Maria João, Jonita, veio directamente do Ensino Superior para a Escola dos Gambozinos. Os filhos estavam na música e a professora de Matemática ficava encantada com o material colorido sobre a disciplina dos números que via colado às paredes das salas. Falou com a Direcção e começou por orientar actividades de Matemática durante hora e meia, todas as quintas-feiras. Neste momento, é professora "residente". "É um desafio lidar com estas idades." Sete é o número máximo de alunos que tem numa sala e isso permite-lhe pegar no grupo e levá-lo para a rua ou para um jardim, quando quer explicar a matéria com exemplos mais práticos.

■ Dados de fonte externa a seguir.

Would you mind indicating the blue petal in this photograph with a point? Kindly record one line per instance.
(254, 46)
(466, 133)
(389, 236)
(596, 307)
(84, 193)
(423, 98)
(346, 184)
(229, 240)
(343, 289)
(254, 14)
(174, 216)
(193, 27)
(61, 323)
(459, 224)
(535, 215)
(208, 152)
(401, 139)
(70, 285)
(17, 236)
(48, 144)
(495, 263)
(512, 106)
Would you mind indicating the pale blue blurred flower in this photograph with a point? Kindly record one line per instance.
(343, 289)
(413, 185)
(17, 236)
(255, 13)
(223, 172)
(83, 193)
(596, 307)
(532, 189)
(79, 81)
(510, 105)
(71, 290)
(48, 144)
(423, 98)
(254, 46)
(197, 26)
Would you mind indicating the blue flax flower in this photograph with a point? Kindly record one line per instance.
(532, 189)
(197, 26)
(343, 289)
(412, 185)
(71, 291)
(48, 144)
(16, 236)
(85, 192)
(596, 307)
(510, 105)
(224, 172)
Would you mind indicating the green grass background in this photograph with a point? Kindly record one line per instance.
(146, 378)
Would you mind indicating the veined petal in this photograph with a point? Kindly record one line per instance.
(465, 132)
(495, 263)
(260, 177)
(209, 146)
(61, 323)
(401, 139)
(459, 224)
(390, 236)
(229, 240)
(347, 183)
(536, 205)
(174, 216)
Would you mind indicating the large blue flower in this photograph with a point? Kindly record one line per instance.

Desconstruir lugares-comuns
O lema dos Gambozinos é uma frase de Regina Guimarães. "Tantas maneiras de ver e viver." "E as crianças percebem isso melhor do que nós", assegura Rui Pereira. Neste momento, os Gambozinos andam envolvidos no projecto "A Terra é um condomínio". É o tema anual. E mergulhados na realização de um filme, que envolve a Área de Projecto e a Filosofia. "A pobreza é uma violação dos direitos humanos" é o ponto de partida. "Vamos filmar a pobreza de espírito." Há três perguntas a que os alunos terão de responder perante as câmaras. De que maneira é que se é pobre? O que ser pobre faz ser a quem o é? De que maneira é que nós sendo pobres somos pobres também? Pretende-se pluralidade de visões e desconstrução de lugares-comuns.
Os alunos saem dos Gambozinos e vão para o ensino regular. "Geralmente são bem-sucedidos. A exigência técnica nesta escola é muito elevada", sublinha Rui Pereira. Uma das dificuldades poderá ser a dimensão do grupo que estica fora dos Gambozinos, que só funciona em pequena escala. De qualquer forma, a ligação à escola pública é incentivada, há iniciativas em comum e os Gambozinos fazem questão de se misturarem com a sociedade. Não poderia ser de outra forma.
A associação cultural que conduz a Escola dos Gambozinos nasceu em 1975. Manuel António Pina, jornalista e escritor, ajudou ao seu nascimento e ainda hoje é um dos principais consultores da associação sem fins lucrativos. A actividade tem sido intensa: mais de 10 álbuns gravados. O primeiro, chamado "Berlindes", foi gravado em 1983 e contou com a participação de Sérgio Godinho. Mas houve muitos outros. José Mário Branco, Amélia Muge, Pedro Burmester, Fausto Neves também por ali passaram e deixaram a sua marca. As fotos a preto e branco presentes em várias salas ajudam a contar a história dos Gambozinos.